As an incorrigible football addict for several decades, the game has inspired many profound and pertinent psychological insights, learning valuable lessons from different players along the journey.

At age 11, I attended weekly matches, believing footballers were pretty perfect, never making mistakes and always doing exactly the right thing for the team. As role-models, I admired their ability to bounce back after defeat, apparently without entertaining any great sense of failure or negative impact to their confidence, self-belief and skills.

Playing their next game as if past misdemeanours never happened, they appeared unconcerned about concentration lapses or mishaps that undermined their usual, great acumen with the ball.

Watching this season, I noticed how even the best, if not the greatest player ever, Brownlow Medallist Dustin Martin, inadvertently kicked the ball directly to an opponent, a mistake surprisingly incurred by so many top players.

Contrary to my youthful, naïve ignorance, I realised players are less than perfect, inexplicably prone to errant decision-making, misjudging the bounce and handpassing inaccurately to the opposition. Under intense pressure, they are vulnerable to error, appreciating at the same time those errors do not interfere in playing on, shrugging them off nonchalantly.

They move on, unperturbed.

Comparatively, I often reflected with quiet recrimination when I made a mistake at work, however trivial, the unprofessionalism I considered inherent in those mistakes sometimes taking days, even weeks, to overcome.

The best footballers also err in private, with Dustin Martin in the public spotlight a few years ago after a verbal altercation with a woman in a bar. He has since steered clear of controversy. Regarded as a “king” on the field, Wayne Carey was reduced to a mere commoner over sexual indiscretions, while more recently, former Roos coach Dani Laidley attracted headlines for stalking on a suburban street.

Occasionally, my personal life was similarly subverted by losing my common sense, abandoning my intelligence in toxic relationships. While I ended them, moving on was emotionally more difficult, seemingly subscribing to a script of self-indulgent sadness for too long.  

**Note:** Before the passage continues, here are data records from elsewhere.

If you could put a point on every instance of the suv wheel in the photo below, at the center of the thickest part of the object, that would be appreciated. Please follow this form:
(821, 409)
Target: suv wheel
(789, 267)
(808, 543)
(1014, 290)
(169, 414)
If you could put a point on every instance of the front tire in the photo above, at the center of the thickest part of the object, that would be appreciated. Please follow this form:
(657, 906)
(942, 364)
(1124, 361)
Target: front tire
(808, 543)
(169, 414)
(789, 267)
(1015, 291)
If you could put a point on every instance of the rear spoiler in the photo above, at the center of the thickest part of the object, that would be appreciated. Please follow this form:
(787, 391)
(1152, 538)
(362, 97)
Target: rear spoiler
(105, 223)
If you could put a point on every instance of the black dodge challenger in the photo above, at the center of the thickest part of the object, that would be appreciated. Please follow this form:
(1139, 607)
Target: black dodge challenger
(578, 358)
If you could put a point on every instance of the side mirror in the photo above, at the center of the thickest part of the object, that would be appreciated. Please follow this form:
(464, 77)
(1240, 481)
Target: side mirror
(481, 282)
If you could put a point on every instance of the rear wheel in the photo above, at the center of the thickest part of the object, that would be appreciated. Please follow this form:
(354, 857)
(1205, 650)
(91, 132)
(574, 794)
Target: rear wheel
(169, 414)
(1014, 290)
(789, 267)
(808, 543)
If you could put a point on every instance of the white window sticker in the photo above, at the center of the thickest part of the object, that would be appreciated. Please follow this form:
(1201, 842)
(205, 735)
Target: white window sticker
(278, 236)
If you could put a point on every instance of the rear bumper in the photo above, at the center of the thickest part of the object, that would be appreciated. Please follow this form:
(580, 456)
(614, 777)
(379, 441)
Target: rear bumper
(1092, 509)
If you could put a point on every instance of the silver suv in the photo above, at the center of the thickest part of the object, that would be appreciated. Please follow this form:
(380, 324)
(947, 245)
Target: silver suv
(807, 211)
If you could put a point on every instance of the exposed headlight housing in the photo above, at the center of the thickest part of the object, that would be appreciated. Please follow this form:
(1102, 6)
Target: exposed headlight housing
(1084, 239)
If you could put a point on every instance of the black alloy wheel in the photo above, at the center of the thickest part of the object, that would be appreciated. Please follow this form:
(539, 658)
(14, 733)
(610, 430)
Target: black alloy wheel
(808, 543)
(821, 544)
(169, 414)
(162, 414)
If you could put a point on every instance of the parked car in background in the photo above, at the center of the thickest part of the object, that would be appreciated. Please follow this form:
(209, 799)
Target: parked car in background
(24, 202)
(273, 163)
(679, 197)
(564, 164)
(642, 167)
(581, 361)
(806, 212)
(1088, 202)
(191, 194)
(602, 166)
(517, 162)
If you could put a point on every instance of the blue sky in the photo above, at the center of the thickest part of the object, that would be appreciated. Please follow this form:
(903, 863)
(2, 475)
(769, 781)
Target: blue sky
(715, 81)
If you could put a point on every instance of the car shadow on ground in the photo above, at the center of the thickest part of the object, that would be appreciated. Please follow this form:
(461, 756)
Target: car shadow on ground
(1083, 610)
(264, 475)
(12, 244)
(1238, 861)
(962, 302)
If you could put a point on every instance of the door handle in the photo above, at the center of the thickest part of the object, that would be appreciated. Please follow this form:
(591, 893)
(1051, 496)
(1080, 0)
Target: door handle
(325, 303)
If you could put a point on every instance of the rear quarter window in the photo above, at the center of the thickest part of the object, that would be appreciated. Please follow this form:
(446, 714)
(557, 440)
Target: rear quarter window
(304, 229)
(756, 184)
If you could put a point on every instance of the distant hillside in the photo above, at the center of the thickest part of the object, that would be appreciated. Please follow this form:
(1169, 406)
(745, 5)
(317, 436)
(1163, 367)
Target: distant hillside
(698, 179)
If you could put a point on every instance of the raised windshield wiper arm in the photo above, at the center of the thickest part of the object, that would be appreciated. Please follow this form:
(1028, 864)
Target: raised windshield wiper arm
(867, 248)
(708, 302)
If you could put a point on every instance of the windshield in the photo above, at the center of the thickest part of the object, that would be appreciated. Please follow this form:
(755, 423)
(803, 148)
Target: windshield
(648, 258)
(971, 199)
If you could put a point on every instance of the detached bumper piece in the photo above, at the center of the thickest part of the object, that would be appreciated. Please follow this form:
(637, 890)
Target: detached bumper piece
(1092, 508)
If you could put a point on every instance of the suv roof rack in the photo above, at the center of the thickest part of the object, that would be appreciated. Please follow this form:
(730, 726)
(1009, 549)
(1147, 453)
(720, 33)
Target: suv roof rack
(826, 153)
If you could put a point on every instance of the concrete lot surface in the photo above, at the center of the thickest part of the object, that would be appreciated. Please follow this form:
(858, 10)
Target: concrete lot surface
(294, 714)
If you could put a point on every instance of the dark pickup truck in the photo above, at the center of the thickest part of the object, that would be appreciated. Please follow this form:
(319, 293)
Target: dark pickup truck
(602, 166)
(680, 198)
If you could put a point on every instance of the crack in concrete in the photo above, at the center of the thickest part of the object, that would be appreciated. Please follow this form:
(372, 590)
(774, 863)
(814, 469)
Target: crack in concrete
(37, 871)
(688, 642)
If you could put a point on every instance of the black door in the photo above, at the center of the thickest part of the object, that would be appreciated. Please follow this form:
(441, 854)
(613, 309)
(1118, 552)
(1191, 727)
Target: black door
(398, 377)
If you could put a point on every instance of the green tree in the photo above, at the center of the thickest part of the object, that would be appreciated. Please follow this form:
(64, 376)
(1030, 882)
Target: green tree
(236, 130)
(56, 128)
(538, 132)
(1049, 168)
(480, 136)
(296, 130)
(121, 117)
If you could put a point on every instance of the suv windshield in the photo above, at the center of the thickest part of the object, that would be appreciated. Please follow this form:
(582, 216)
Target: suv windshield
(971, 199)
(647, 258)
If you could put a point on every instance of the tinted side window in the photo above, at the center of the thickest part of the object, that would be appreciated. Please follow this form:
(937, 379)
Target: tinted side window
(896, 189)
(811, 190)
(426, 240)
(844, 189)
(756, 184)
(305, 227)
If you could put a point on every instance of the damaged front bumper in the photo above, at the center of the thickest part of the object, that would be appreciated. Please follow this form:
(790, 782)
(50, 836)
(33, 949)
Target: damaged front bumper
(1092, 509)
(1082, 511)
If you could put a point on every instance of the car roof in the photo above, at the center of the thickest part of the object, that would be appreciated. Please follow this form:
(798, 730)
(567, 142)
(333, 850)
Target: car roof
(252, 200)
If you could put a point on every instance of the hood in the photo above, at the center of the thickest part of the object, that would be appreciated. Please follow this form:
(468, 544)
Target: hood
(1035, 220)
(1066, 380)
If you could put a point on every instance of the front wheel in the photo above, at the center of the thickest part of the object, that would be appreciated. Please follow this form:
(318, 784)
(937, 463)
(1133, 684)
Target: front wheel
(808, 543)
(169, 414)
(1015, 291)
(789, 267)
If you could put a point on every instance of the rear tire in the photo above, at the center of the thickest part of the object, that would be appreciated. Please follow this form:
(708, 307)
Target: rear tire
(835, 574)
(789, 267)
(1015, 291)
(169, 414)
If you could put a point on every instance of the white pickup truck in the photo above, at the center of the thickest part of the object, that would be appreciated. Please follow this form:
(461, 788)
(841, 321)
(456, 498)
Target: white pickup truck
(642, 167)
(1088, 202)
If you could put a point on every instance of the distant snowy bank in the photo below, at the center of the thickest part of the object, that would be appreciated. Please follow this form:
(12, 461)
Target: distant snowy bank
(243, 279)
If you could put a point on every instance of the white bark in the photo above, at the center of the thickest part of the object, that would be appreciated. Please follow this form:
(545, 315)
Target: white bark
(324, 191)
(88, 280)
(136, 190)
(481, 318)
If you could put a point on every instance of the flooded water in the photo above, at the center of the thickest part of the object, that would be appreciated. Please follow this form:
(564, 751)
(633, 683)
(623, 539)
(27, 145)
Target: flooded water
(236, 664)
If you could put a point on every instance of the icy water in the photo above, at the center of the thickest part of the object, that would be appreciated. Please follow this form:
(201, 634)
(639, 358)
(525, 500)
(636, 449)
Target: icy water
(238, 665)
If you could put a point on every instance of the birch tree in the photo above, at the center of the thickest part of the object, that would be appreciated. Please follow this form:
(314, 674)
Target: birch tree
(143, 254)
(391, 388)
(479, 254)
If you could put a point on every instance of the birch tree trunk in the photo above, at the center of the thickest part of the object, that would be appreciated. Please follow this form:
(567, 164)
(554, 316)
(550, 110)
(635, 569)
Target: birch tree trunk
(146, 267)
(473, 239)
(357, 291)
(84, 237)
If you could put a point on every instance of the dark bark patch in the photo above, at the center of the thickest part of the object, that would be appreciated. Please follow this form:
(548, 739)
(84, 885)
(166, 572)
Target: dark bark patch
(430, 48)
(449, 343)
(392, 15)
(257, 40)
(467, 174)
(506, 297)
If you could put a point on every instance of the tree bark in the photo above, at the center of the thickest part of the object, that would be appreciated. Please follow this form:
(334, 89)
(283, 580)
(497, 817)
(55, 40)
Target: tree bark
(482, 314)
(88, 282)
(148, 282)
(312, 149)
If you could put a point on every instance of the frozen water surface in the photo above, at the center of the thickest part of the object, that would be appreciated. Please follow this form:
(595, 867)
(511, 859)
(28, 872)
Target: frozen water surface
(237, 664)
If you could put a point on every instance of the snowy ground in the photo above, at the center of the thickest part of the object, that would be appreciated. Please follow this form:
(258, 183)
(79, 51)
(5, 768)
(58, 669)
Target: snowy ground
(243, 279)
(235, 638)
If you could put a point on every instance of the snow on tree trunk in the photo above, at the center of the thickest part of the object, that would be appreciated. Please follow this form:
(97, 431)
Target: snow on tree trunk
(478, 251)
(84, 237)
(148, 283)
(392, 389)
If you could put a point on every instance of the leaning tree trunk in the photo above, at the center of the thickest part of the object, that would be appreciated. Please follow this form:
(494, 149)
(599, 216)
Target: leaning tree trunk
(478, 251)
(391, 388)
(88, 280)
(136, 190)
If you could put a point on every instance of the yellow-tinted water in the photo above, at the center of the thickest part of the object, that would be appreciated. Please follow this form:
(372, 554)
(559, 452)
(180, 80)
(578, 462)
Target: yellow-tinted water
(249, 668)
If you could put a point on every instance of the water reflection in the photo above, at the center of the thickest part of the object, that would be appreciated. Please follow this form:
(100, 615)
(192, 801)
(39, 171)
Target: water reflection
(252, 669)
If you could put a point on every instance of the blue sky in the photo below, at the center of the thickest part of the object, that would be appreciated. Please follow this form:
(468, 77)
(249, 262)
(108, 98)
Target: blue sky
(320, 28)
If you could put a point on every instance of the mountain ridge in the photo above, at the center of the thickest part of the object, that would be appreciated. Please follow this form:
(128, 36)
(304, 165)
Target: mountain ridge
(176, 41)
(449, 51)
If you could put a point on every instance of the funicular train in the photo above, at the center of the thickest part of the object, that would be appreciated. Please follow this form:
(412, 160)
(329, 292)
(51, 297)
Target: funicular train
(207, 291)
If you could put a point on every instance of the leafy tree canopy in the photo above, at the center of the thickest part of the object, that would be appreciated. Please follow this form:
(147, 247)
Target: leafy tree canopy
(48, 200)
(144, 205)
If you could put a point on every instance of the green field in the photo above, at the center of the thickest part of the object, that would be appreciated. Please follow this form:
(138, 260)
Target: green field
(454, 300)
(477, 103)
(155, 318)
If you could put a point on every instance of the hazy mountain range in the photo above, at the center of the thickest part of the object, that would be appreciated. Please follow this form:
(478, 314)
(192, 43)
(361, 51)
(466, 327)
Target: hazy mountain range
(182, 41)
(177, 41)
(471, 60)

Biblical wisdom opines in Isaiah 43:18-19 to “forget the former things; do not dwell on the past”, with players clearly heeding this theological advice as I also later acknowledged.

Eleanor Roosevelt wrote sensibly “It is only through labour and painful effort, by grim energy and resolute courage that we move on to better things”, while the smart words of Job 17-9 suggest: “The righteous keep moving forward…”; a faith to foster a more enriching and positive future for us all.